[net.bugs.4bsd] tbuf par faults and 4.2bsd

bruce@godot.UUCP (Bruce Nemnich) (06/06/84)

> From: rees@apollo.UUCP
> Subject: tbuf par errors, once more
> Date: Mon, 4-Jun-84 08:23:32 EDT
> 
> Maybe this should go in the list of most-often asked questions about Unix?
> 
> Thanks to Dennis Ritchie, Sam Leffler, Andy Tannenbaum, and all the
> other people who helped straighten this out.
> 
> The translation buffer helps translate virtual addresses to real.  A
> tbuf par err is a parity error in the translation buffer.  The original
> 4.1bsd code didn't handle these errors correctly.  There is an ECO
> from DEC that reduces the number of these errors, but Unix should still
> be able to handle them correctly.
> 
> There are some bogus versions of this fix floating around.  They have
> mc5_mcesr&0xf instead of mc5_mcesr&0xe.  Make sure you have the right one.
> 
> I have not looked at the 4.2 code to see if this fix made it in.  This code
> is for 4.1bsd.

I just looked at the 4.2bsd code, because I have been having problems with
these faults.  Sure enough, the distributed version has the bogus fix.
Here's the 4.2bsd diff on /sys/vax/machdep.c:

810c810
< 		if ((mcf->mc5_mcesr&0xf) == MC750_TBPAR) {
---
> 		if ((mcf->mc5_mcesr&0xe) == MC750_TBPAR) {
-- 
--Bruce Nemnich, Thinking Machines Corporation, Waltham, MA

boylan@dicomed.UUCP (Chris Boylan) (06/06/84)

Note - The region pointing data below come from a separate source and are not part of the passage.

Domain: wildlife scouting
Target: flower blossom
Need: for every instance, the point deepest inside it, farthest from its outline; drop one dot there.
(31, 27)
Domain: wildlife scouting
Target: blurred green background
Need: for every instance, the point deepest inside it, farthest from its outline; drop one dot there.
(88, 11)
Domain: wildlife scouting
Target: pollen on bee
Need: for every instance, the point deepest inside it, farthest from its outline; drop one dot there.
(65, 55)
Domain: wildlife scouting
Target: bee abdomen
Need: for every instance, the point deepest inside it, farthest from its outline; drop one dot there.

As I said before, the problem I am having with the tbuf errors
is that the flush and return fix doesn't work too well if (as it appears)
it gets a second tbuf par error before it finishes it's work.

What's happening with our 750 is a 4 (MC750_TBPAR) in mcesr and
the thing fails to recover because it gets a second mchk 2 as
it's returning from the trap.  Since I am currently using the stock
4.2bsd ra81 driver I do not get a dump of the system when this
happens but it seems obvious that the second error is probably
another tb parity error.

This being the case, I really don't see what can be done to
fix this problem aside from fixing the source of the problem,
thus my relief that DEC is actually shipping the REV 6 upgrade.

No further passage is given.